The IMPACT framework and implementation for accessible in silico clinical phenotyping in the digital era

npj Digital Medicine volume 6, Article number: 132 (2023) Cite this article

1678 Accesses
14 Altmetric
Metrics details

Subjects

Abstract

Clinical phenotyping is often a foundational requirement for obtaining datasets necessary for the development of digital health applications. Traditionally done via manual abstraction, this task is often a bottleneck in development due to time and cost requirements, therefore raising significant interest in accomplishing this task via in-silico means. Nevertheless, current in-silico phenotyping development tends to be focused on a single phenotyping task resulting in a dearth of reusable tools supporting cross-task generalizable in-silico phenotyping. In addition, in-silico phenotyping remains largely inaccessible for a substantial portion of potentially interested users. Here, we highlight the barriers to the usage of in-silico phenotyping and potential solutions in the form of a framework of several desiderata as observed during our implementation of such tasks. In addition, we introduce an example implementation of said framework as a software application, with a focus on ease of adoption, cross-task reusability, and facilitating the clinical phenotyping algorithm development process.

FHIR Genomics: enabling standardization for precision medicine use cases

Article Open access 18 March 2020

GenomeDiver: a platform for phenotype-guided medical genomic diagnosis

Article 10 June 2021

High-throughput phenotyping with electronic medical record data using a common semi-supervised approach (PheCAP)

Article 20 November 2019

Introduction

The rapid proliferation of the Electronic Health Record (EHR) and the associated availability of voluminous digitized clinical data has led to tremendous interest in the development of digital health applications. Crucial to this is the ability to subset patients using clinical inclusion and exclusion criteria: commonly referred to as clinical phenotyping, patient screening, or cohort retrieval^1,2 (see Fig. 1). Traditionally conducted manually, there has been great interest in accelerating phenotyping via in-silico means^3,4. Cross-task generalizable solutions for in-silico phenotyping, however, are not widespread⁵.

**Fig. 1: An example NLP-based clinical phenotyping task.**

In this work, we introduce Intelligent Machine for Patient Accrual and Classification Tasks (IMPACT), a framework and an example implementation highlighting desiderata for accessible and re-usable in-silico phenotyping tools as observed through our efforts in delivering in-silico phenotyping solutions.

The IMPACT framework for accessible in-silico clinical phenotyping

Variations in task-specific factors such as complexity, required information, and desired results⁶ have hindered implementation of task-generalizable phenotyping solutions^7,8. Here, we present several desiderata for in-silico phenotyping tools, as well as existing approaches, where applicable.

Desideratum I: Be infrastructure-flexible and scalable

Adapting software products is generally easier than switching computing infrastructure, necessitating flexibility in data inputs/outputs and computing infrastructure. This can be accomplished through built-in support for various popular setups, for both data repository type (e.g., SQL, Elasticsearch⁹, MongoDB¹⁰, BigQuery¹¹, Fast Health Interoperability Resources (FHIR)¹² datastores) and model (e.g., Observational Medical Outcomes Partnership (OMOP)¹³ and PCORnet¹⁴ Common Data Models (CDMs)).

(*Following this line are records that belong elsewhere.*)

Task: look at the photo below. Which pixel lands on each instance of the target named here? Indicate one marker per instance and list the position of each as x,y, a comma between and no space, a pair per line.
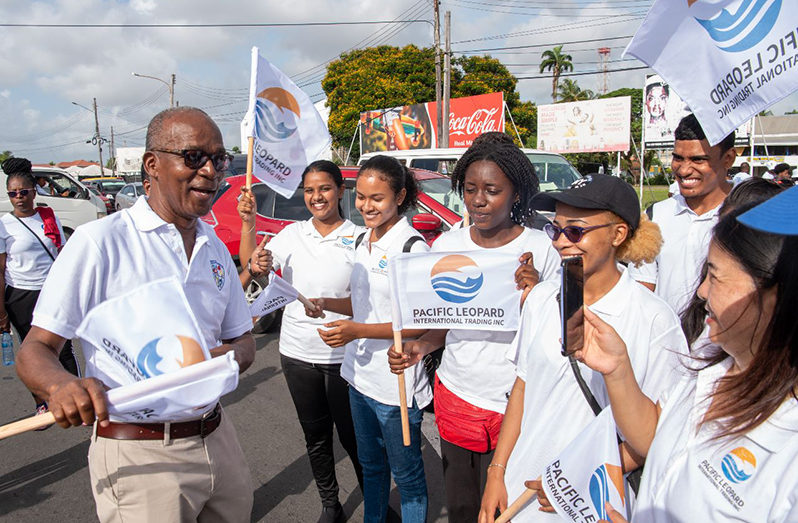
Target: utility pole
438,99
99,138
447,79
113,153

In addition, tools must be scalable as it would otherwise be unfeasible to run phenotyping across largescale datasets without significant engineering effort/time, particularly when involving data sources requiring natural language processing (NLP) or image processing to extract clinical information.

Desideratum II: Support both ranked score and boolean retrieval schemes

Determining patient classification as a boolean true/false may not always be ideal. Instead, score-based ranking on closeness of match may be appropriate¹⁵, particularly during algorithm refinement due to missing evidence (e.g., relevant information not present in data sources used). Boolean retrieval, where patients are classified as either fully matching or not matching a given phenotype, fails to produce results when missing evidence is present. Conversely, ranked retrieval will surface patients that may be missing only a subset of the criteria for further review. Boolean retrieval, however, may still be appropriate once an algorithm matures (e.g., for large-scale cohort accrual), necessitating support for both retrieval modes.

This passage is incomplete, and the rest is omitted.